The user has the right to access their personal data, executed upon request submitted to the Administrator.

  • Rectify personal data

The user has the right to request immediate rectification of incorrect personal data or completion of incomplete personal data by the Administrator, executed upon request submitted to the Administrator.

  • Delete personal data

The user has the right to request immediate deletion of personal data by the Administrator, executed upon request submitted to the Administrator. For user accounts, data deletion involves anonymizing data enabling user identification. The Administrator reserves the right to withhold the request to delete data to protect the Administrator’s legitimate interest (e.g., if the user violated the Terms and Conditions or data was obtained during correspondence). For the Newsletter service, the user can delete their personal data using the link provided in each email.
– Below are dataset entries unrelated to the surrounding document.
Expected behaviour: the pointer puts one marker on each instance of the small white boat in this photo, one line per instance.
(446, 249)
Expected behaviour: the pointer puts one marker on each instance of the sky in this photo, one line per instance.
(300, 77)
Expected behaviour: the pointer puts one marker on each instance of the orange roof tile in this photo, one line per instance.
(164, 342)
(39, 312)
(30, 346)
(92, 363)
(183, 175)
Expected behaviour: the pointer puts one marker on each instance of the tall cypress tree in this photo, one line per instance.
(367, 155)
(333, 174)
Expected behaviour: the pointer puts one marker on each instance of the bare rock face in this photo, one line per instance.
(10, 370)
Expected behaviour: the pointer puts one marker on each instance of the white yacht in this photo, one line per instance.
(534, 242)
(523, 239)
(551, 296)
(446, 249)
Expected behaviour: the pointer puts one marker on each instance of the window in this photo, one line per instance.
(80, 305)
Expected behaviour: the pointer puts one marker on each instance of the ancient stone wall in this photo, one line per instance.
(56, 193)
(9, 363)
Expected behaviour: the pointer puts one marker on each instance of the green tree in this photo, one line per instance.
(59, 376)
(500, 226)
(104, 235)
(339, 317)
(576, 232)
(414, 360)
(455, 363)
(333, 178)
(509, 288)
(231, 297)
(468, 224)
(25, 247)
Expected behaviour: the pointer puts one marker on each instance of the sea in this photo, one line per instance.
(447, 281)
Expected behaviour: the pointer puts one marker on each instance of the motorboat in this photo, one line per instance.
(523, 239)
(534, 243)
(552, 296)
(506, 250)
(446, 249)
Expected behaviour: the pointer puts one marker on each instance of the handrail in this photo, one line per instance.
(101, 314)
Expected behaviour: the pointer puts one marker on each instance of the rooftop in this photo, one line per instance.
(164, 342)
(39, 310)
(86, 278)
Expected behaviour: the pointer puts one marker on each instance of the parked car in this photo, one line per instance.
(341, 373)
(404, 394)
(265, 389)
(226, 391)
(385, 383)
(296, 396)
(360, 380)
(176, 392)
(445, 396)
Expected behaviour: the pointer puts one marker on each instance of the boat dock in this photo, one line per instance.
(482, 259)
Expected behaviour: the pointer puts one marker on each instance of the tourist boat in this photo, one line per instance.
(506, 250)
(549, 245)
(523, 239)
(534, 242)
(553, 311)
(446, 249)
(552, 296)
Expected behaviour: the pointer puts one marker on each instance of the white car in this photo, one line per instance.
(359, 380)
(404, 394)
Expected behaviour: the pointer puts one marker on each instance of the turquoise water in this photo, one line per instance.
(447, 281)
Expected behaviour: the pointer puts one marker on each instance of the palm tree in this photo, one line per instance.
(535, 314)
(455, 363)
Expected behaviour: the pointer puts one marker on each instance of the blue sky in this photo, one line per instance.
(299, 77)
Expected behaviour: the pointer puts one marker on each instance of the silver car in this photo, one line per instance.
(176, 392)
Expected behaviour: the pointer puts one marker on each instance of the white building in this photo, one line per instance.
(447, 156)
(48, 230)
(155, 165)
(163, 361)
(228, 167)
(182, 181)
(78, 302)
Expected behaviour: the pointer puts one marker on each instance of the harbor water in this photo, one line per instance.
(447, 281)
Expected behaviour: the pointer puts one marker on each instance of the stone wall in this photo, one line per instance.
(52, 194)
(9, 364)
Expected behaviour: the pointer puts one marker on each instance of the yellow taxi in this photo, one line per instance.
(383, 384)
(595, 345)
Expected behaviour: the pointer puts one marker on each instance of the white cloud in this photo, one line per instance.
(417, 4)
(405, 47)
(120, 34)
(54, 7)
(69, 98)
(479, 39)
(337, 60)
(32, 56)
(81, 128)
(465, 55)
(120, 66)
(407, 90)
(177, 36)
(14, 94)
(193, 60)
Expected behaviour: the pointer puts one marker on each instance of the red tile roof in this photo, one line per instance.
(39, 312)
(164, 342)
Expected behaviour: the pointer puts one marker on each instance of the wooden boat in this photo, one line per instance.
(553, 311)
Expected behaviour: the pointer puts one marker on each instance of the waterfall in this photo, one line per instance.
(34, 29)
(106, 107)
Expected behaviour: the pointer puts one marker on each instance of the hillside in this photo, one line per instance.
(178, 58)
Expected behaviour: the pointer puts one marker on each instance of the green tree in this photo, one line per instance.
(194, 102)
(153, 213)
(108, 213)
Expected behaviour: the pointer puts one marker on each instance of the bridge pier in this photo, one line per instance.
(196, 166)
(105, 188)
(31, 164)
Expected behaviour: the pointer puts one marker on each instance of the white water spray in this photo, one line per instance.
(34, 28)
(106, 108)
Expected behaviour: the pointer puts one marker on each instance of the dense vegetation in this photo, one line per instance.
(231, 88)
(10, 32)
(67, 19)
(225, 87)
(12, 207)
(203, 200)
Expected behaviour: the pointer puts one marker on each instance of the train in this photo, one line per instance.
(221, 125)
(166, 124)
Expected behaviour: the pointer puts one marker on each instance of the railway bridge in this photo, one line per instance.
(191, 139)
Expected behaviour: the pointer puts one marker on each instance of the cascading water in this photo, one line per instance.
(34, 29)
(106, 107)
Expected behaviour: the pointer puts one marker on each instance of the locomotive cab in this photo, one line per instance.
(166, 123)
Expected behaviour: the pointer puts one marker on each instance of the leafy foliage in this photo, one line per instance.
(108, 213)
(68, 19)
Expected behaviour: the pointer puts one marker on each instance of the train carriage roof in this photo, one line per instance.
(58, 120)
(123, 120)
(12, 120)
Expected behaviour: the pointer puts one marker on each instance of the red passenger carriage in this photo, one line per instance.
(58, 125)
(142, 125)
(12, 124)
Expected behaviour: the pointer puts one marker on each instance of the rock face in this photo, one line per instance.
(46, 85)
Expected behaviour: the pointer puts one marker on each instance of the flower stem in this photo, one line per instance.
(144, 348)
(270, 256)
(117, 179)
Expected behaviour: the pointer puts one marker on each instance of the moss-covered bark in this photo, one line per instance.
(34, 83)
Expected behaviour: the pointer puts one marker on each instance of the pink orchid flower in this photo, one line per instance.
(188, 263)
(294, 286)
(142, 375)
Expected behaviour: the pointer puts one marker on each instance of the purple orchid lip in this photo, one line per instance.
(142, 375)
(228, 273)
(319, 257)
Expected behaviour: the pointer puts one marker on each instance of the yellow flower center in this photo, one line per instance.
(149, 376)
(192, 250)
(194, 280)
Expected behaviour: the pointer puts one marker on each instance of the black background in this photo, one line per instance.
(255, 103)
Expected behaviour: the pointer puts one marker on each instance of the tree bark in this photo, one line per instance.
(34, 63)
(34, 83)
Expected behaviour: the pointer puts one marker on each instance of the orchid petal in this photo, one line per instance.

  • Restrict personal data processing

The user has the right to restrict personal data processing in cases specified in Article 18 of GDPR, including disputing the correctness of personal data, executed upon request submitted to the Administrator.

  • Transfer personal data

The user has the right to obtain their personal data from the Administrator in a structured, commonly used, machine-readable format, executed upon request submitted to the Administrator.

  • Object to personal data processing

The user has the right to object to the processing of their personal data in cases specified in Article 21 of GDPR, executed upon request submitted to the Administrator.

  • Lodge a complaint

The user has the right to lodge a complaint with the supervisory authority responsible for personal data protection.
 

  1. We reserve the right to make changes to this document that reflect the current Privacy Policy. In case of modifications, we will specify the date of the Privacy Policy change, and if the changes affect the way and scope of processing personal data you have provided, we will additionally inform you via email.